Turn it off. Disable automatic summarisation in VS Code with:

github.copilot.chat.summarizeAgentConversationHistory.enabled = false

Fresh window. Start a New Chat for unrelated work rather than letting one thread accumulate and summarise repeatedly.

Trade-off to expect. Summarisation is lossy: fine-grained details — exact message wording, full command output, minor early decisions — may not survive.
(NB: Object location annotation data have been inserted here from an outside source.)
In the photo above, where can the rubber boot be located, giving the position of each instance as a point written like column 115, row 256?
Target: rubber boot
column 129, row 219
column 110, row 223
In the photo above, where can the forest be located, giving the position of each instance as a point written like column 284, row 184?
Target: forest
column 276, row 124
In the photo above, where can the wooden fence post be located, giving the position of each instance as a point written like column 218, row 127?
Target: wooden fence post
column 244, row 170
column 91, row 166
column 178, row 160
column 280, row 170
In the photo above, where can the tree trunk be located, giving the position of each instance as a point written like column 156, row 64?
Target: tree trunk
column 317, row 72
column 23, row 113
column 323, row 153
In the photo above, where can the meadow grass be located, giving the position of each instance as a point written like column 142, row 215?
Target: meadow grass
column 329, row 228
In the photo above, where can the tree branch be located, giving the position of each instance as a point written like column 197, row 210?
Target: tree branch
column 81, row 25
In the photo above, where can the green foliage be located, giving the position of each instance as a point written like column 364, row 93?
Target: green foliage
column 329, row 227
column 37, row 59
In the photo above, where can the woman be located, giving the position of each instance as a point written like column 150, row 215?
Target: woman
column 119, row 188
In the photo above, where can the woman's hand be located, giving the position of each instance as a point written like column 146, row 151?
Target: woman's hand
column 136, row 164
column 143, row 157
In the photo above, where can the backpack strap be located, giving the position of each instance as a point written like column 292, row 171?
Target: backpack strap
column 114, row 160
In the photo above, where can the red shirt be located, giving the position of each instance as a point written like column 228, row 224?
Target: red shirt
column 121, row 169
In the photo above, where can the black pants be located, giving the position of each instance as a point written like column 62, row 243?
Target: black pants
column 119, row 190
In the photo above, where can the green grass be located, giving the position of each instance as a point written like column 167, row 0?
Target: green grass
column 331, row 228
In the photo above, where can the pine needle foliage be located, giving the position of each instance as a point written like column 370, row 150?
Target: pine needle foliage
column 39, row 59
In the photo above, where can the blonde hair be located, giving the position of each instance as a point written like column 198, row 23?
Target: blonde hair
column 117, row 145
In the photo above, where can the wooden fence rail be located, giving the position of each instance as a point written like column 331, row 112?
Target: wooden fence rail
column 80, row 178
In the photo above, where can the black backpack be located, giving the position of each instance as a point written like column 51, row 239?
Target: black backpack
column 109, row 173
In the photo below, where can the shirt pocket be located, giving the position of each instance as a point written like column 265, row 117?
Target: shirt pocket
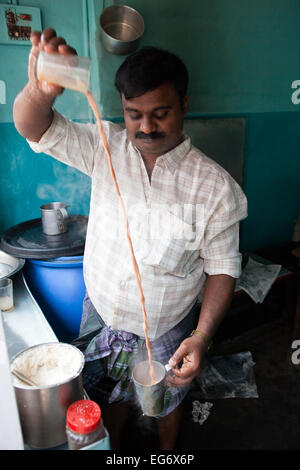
column 176, row 252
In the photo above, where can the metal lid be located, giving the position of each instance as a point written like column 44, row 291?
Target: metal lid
column 27, row 240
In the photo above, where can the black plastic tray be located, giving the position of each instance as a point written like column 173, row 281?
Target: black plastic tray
column 27, row 240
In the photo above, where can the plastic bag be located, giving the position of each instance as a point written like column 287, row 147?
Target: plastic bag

Persist anything load-bearing outside the chat.

Copilot is a future-scope tool here; the editor and CLI differ, and settings move — verify against the current Copilot docs.

Comparison

Aspect	Claude Code	Codex	opencode	Cursor	Copilot
Inspect usage	`/context`, `/usage`, status line	`/status`	status indicator Unverified	input-box gauge	chat input context control
Manual compaction	`/compact [instructions]`	`/compact`	agent-/auto-driven	manual summarise Unverified	`/compact [instructions]` (CLI)
Automatic compaction	Yes, near limit	Not documented Unverified	Yes, on overflow	Yes, near limit (uses a faster model)	Yes (~80% of window)
Custom compact instructions	Yes (inline + `CLAUDE.md`)	Not exposed Unverified	Fixed structured template	Not exposed Unverified	Yes (inline)
Disable auto-compaction	Via config Unverified	n/a	`compaction.auto=false` / `OPENCODE_DISABLE_AUTOCOMPACT`	Not exposed Unverified	`github.copilot.chat.summarizeAgentConversationHistory.enabled=false`
Fresh window (same app)	`/clear`	`/new`, `/clear`	new session	New Chat	New Chat
Resume prior session	`/resume`, `claude --continue`/`-c`	`/resume`, `codex resume`	`opencode --continue`/`-c`, `--session`/`-s`	Chat history	Chat history
Fork / branch a session	—	`/fork`, `/side`	`opencode --fork`	—	—

Auto-compaction is now the default everywhere it’s offered; the axis that still separates the tools is control — whether you can see the window filling, steer what the summary keeps, and turn the automation off. The terminal CLIs expose the most knobs; the IDE tools manage it for you with the fewest. Verify tool-specific flags against the upstream docs below before relying on them — these settings move between releases.

Name collisions

Compact vs clear vs new. “Compact” summarises and keeps a thread going; “clear” / “new” abandons the thread for a fresh window. In Codex, /new starts a fresh conversation inside the same CLI process while /clear resets both the view and the conversation — neither is /compact.
“Summarize” vs “compact”. Cursor and Copilot surface the behaviour as “summarising conversation history”; the terminal tools call the same operation “compaction.” Same mechanism, different label.
“Session” is overloaded. In how agents work a session is one run of the loop with one window. opencode also has an opencode session CLI noun and /share-able sessions; don’t read the CLI sense as a different concept.
Compaction vs memory. Compaction works within a session to fit the window. Agent-managed memory persists facts across sessions and is a separate primitive (deferred; distinct from rules). Resuming a session is not the same as the agent remembering it.